GitHub Actions Self-Hosted Runners on EKS with ARC
Atualizado em:
GitHub Actions Self-Hosted Runners on EKS with ARC
The Problem
GitHub Actions managed runners work fine for small projects, but in production scenarios you hit limitations:
- Fixed hardware — standard Linux runners offer only 4 vCPUs and 16GB RAM. If your workflow builds heavy images, runs integration tests in parallel or needs more memory for compilation, you’re stuck with what GitHub offers
- High cost with execution minutes on private repositories
- Lack of control over the environment (tool versions, internal dependencies)
- Latency when pulling heavy images from private registries
- Security — jobs running on shared infrastructure without access to your VPC
With self-hosted runners on EKS, you choose the machine. Need CPU for compilation? Use c6i.2xlarge. Memory-heavy workflow? Use r6i.xlarge.
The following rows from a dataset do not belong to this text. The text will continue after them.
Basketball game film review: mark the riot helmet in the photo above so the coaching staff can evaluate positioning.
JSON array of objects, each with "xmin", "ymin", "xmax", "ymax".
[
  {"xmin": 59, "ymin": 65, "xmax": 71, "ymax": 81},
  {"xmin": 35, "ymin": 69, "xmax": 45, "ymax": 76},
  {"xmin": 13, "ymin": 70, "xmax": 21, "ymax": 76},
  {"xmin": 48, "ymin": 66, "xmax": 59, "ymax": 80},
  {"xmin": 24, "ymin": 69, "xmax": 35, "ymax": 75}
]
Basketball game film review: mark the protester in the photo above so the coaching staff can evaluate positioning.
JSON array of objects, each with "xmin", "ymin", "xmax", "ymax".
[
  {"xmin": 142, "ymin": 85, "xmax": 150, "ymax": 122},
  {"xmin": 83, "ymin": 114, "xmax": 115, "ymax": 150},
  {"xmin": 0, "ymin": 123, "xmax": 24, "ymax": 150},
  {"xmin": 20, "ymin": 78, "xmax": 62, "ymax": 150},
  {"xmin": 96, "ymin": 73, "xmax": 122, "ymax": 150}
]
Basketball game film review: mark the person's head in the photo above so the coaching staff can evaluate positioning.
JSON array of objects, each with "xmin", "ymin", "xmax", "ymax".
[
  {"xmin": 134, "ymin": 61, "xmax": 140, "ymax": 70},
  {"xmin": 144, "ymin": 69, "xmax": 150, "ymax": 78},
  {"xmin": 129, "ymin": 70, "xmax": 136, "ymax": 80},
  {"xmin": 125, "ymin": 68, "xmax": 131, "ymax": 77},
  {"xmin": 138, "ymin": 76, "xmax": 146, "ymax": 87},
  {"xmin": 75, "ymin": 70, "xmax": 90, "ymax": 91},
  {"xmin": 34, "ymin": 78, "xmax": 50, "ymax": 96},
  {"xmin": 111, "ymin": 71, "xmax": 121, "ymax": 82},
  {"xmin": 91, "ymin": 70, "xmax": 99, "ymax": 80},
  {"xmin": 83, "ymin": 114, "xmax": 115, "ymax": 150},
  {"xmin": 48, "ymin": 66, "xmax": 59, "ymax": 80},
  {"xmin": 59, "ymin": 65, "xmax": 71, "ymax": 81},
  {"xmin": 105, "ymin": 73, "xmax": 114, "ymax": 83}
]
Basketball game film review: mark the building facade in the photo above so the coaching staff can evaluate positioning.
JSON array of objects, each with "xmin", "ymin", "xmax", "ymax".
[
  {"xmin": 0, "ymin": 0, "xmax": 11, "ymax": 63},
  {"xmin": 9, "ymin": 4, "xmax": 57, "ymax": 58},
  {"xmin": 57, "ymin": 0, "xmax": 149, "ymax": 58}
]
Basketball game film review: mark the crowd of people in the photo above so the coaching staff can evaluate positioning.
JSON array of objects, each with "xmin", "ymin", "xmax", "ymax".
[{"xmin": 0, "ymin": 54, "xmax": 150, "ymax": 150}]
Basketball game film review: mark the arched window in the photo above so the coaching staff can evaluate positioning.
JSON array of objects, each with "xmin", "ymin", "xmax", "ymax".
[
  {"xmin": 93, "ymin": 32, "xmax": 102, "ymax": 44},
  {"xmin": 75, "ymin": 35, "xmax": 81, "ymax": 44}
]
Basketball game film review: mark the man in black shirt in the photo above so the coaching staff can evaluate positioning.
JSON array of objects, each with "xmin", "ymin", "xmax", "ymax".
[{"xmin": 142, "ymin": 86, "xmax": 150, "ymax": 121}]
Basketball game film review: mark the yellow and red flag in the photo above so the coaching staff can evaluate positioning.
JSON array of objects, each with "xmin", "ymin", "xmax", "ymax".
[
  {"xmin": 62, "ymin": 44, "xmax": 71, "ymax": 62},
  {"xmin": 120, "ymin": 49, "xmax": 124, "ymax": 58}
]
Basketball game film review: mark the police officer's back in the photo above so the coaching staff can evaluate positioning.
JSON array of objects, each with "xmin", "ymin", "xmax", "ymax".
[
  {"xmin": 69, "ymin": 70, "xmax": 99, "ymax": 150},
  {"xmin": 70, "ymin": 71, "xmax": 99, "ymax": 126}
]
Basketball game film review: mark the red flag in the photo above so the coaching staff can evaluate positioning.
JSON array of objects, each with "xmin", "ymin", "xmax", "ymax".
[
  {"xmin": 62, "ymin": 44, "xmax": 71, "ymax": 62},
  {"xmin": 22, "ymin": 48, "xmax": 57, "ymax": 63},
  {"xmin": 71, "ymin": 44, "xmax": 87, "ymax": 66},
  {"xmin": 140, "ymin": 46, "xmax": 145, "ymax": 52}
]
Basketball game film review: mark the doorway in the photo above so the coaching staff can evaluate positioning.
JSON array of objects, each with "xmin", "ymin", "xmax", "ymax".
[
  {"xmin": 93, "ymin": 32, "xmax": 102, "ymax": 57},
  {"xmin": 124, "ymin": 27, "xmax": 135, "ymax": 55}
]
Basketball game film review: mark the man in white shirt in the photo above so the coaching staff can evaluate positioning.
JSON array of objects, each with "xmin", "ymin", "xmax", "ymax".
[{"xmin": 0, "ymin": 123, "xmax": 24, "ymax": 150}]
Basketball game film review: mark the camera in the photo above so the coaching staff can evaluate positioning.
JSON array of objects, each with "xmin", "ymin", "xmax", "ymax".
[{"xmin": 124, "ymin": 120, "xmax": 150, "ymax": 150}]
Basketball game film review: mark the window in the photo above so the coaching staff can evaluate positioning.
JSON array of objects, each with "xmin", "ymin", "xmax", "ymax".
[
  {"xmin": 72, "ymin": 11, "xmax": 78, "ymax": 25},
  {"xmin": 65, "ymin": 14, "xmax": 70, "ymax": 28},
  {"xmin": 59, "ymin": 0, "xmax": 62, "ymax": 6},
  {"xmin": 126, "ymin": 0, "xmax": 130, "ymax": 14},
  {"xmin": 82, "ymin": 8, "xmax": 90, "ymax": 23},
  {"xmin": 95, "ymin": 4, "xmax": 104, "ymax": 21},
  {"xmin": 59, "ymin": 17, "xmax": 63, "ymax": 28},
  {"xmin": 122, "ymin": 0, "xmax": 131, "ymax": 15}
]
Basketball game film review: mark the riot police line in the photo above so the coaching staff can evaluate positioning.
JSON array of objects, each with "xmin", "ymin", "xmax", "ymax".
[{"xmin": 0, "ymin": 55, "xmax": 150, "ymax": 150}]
And with node groups separated by workload type, each pipeline runs on ideal hardware without paying for idle resources.
The solution: run your own runners inside the Kubernetes cluster on AWS, with autoscaling based on real job demand.
TL;DR (Architecture Summary)
GitHub Actions (webhook) → ARC Controller → Scale Set → Runner Pods (EKS)
↓
Custom image (ECR)
↓
CronJob renews ECR credentials every 5h
Stack:
- EKS — Kubernetes cluster on AWS
- ARC — Actions Runner Controller (native autoscaling)
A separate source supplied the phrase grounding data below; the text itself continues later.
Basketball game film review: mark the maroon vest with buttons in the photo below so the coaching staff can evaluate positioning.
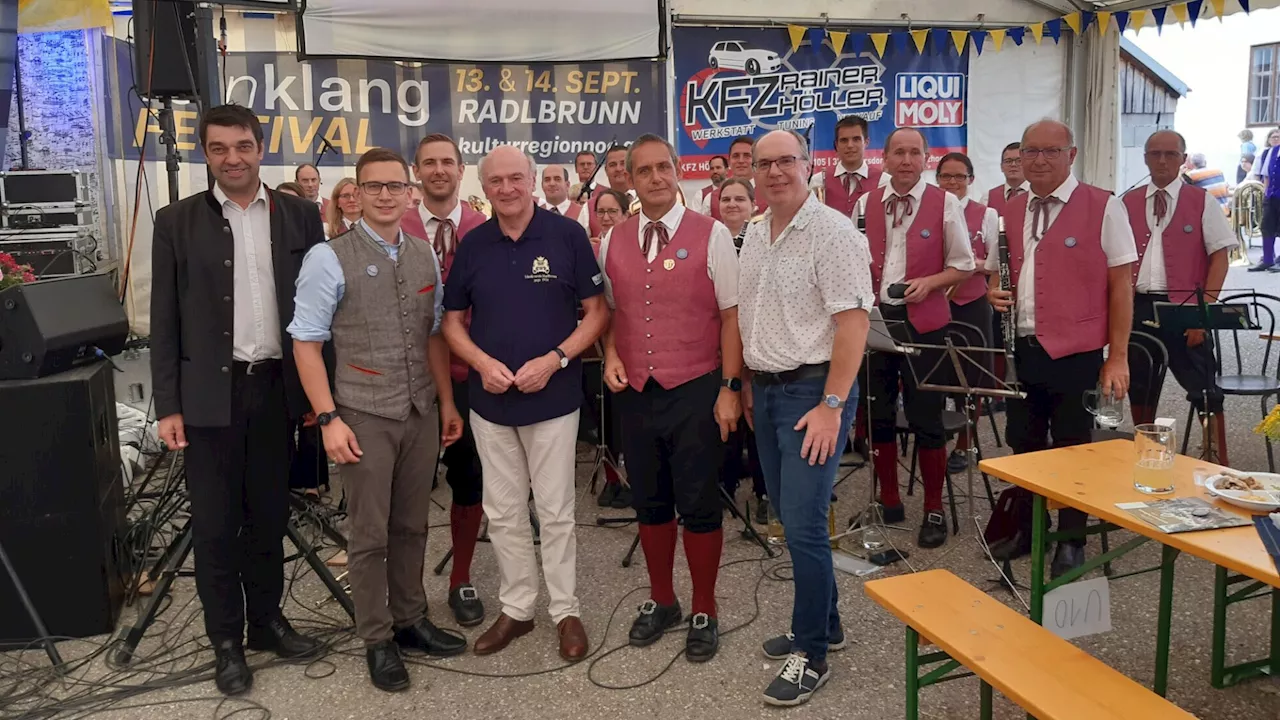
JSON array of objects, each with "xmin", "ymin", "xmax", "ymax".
[
  {"xmin": 986, "ymin": 184, "xmax": 1026, "ymax": 218},
  {"xmin": 865, "ymin": 184, "xmax": 952, "ymax": 333},
  {"xmin": 951, "ymin": 199, "xmax": 991, "ymax": 305},
  {"xmin": 823, "ymin": 165, "xmax": 883, "ymax": 217},
  {"xmin": 1006, "ymin": 183, "xmax": 1112, "ymax": 360},
  {"xmin": 1122, "ymin": 183, "xmax": 1209, "ymax": 304},
  {"xmin": 605, "ymin": 211, "xmax": 721, "ymax": 391}
]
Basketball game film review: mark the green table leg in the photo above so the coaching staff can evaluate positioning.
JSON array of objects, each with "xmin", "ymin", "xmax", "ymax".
[
  {"xmin": 906, "ymin": 626, "xmax": 919, "ymax": 720},
  {"xmin": 1270, "ymin": 587, "xmax": 1279, "ymax": 680},
  {"xmin": 979, "ymin": 680, "xmax": 993, "ymax": 720},
  {"xmin": 1154, "ymin": 545, "xmax": 1180, "ymax": 697},
  {"xmin": 1211, "ymin": 566, "xmax": 1228, "ymax": 688},
  {"xmin": 1030, "ymin": 494, "xmax": 1047, "ymax": 624}
]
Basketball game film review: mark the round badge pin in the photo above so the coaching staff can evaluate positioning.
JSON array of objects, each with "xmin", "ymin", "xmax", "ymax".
[
  {"xmin": 1064, "ymin": 237, "xmax": 1077, "ymax": 248},
  {"xmin": 676, "ymin": 248, "xmax": 688, "ymax": 259},
  {"xmin": 366, "ymin": 264, "xmax": 379, "ymax": 277},
  {"xmin": 920, "ymin": 229, "xmax": 932, "ymax": 239},
  {"xmin": 1184, "ymin": 224, "xmax": 1194, "ymax": 233},
  {"xmin": 663, "ymin": 258, "xmax": 676, "ymax": 271}
]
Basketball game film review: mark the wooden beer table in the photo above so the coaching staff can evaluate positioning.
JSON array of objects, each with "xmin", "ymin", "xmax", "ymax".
[{"xmin": 979, "ymin": 440, "xmax": 1279, "ymax": 696}]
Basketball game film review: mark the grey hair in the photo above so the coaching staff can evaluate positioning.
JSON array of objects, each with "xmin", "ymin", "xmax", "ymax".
[
  {"xmin": 751, "ymin": 129, "xmax": 811, "ymax": 163},
  {"xmin": 1144, "ymin": 129, "xmax": 1187, "ymax": 154},
  {"xmin": 1022, "ymin": 118, "xmax": 1075, "ymax": 147},
  {"xmin": 1190, "ymin": 152, "xmax": 1207, "ymax": 169},
  {"xmin": 478, "ymin": 145, "xmax": 538, "ymax": 181},
  {"xmin": 625, "ymin": 133, "xmax": 679, "ymax": 174}
]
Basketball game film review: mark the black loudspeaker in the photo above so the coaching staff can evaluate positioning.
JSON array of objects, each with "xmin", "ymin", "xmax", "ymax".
[
  {"xmin": 0, "ymin": 274, "xmax": 129, "ymax": 380},
  {"xmin": 0, "ymin": 361, "xmax": 126, "ymax": 645},
  {"xmin": 132, "ymin": 0, "xmax": 200, "ymax": 99}
]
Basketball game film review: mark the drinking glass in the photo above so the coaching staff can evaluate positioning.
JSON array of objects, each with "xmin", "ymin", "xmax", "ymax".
[
  {"xmin": 1084, "ymin": 385, "xmax": 1125, "ymax": 428},
  {"xmin": 1134, "ymin": 423, "xmax": 1176, "ymax": 494},
  {"xmin": 860, "ymin": 504, "xmax": 886, "ymax": 551},
  {"xmin": 766, "ymin": 502, "xmax": 786, "ymax": 546}
]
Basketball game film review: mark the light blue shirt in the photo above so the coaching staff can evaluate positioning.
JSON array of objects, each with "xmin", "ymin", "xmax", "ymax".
[{"xmin": 288, "ymin": 219, "xmax": 444, "ymax": 342}]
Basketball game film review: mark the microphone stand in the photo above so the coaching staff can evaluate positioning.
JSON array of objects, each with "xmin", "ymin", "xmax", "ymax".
[
  {"xmin": 575, "ymin": 136, "xmax": 617, "ymax": 205},
  {"xmin": 314, "ymin": 134, "xmax": 340, "ymax": 168}
]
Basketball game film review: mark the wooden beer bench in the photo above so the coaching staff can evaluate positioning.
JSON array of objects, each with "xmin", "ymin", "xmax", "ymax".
[{"xmin": 864, "ymin": 569, "xmax": 1195, "ymax": 720}]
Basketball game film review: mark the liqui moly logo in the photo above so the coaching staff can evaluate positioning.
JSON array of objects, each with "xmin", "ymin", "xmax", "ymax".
[{"xmin": 894, "ymin": 73, "xmax": 965, "ymax": 128}]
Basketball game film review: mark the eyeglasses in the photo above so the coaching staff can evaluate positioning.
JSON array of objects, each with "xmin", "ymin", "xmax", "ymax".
[
  {"xmin": 937, "ymin": 173, "xmax": 971, "ymax": 183},
  {"xmin": 1019, "ymin": 147, "xmax": 1071, "ymax": 161},
  {"xmin": 752, "ymin": 155, "xmax": 801, "ymax": 172},
  {"xmin": 359, "ymin": 181, "xmax": 409, "ymax": 196},
  {"xmin": 338, "ymin": 192, "xmax": 358, "ymax": 201},
  {"xmin": 596, "ymin": 207, "xmax": 622, "ymax": 217},
  {"xmin": 1001, "ymin": 158, "xmax": 1022, "ymax": 167}
]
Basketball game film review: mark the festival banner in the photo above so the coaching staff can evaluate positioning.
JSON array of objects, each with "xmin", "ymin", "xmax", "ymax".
[
  {"xmin": 674, "ymin": 26, "xmax": 969, "ymax": 179},
  {"xmin": 102, "ymin": 37, "xmax": 666, "ymax": 166}
]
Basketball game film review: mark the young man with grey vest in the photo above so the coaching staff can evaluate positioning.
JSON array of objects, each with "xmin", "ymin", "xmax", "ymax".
[
  {"xmin": 599, "ymin": 134, "xmax": 742, "ymax": 662},
  {"xmin": 290, "ymin": 147, "xmax": 467, "ymax": 692},
  {"xmin": 1123, "ymin": 130, "xmax": 1234, "ymax": 462},
  {"xmin": 986, "ymin": 120, "xmax": 1136, "ymax": 578}
]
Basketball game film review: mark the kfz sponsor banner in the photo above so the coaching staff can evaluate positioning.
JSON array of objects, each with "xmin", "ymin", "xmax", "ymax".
[
  {"xmin": 673, "ymin": 27, "xmax": 968, "ymax": 179},
  {"xmin": 101, "ymin": 37, "xmax": 666, "ymax": 166}
]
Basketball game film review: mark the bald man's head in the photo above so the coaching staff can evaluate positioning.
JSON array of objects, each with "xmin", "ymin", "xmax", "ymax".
[
  {"xmin": 1020, "ymin": 119, "xmax": 1077, "ymax": 195},
  {"xmin": 542, "ymin": 163, "xmax": 570, "ymax": 205},
  {"xmin": 1144, "ymin": 130, "xmax": 1188, "ymax": 188},
  {"xmin": 480, "ymin": 145, "xmax": 537, "ymax": 219}
]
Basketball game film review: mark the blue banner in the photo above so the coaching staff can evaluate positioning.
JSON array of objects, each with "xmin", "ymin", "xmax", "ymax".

- ECR — Private registry for custom runner image
- Helm — release management
- SOPS — secrets encryption with KMS
Table of Contents
- Prerequisites
- Architecture
- Step 1: Custom Runner Image
- Step 2: Push to ECR
- Step 3: Install the ARC Controller
- Step 4: Configure the Runner Scale Set
- Step 5: Automatic ECR Credential Renewal
- Step 6: Automation with Script
- Using the Runners in Workflows
- Troubleshooting
- Conclusion
Prerequisites
Before starting, you need:
- EKS cluster running with
kubectlconfigured - Helm 3 installed
- AWS CLI authenticated with ECR permissions
- GitHub PAT (Personal Access Token) with
admin:orgorreposcope - SOPS configured with KMS to manage secrets (optional, but recommended)
# Verify cluster connection
kubectl get nodes
# If connection error, update kubeconfig
aws eks update-kubeconfig --region us-east-1 --name your-eks-cluster
Architecture
┌─────────────────────────────────────────────────────────┐
│ AWS (EKS) │
│ │
│ ┌──────────────────┐ ┌───────────────────────────┐ │
│ │ arc-systems ns │ │ arc-runners ns │ │
│ │ │ │ │ │
│ │ ARC Controller │───▶│ Runner Scale Set │ │
│ │ (manages pods) │ │ ├─ runner-repo-1 │ │
│ │ │ │ ├─ runner-repo-2 │ │
│ └──────────────────┘ │ └─ runner-org │ │
│ │ │ │
│ │ CronJob ECR (5h) │ │
│ │ (renews docker secret) │ │
│ └───────────────────────────┘ │
│ │
│ ┌──────────────────┐ │
│ │ ECR │ │
│ │ my-app-github- │◀── Custom image │
│ │ action:latest │ (tools + dependencies) │
│ └──────────────────┘ │
└─────────────────────────────────────────────────────────┘
▲
│ webhooks (job queued/completed)
│
┌────────┴────────┐
│ GitHub Actions │
│ (your repos) │
└─────────────────┘
The flow works like this:
- A workflow is triggered on GitHub
- GitHub sends a webhook to the ARC Controller
- The Controller scales the Runner Scale Set (creates pods)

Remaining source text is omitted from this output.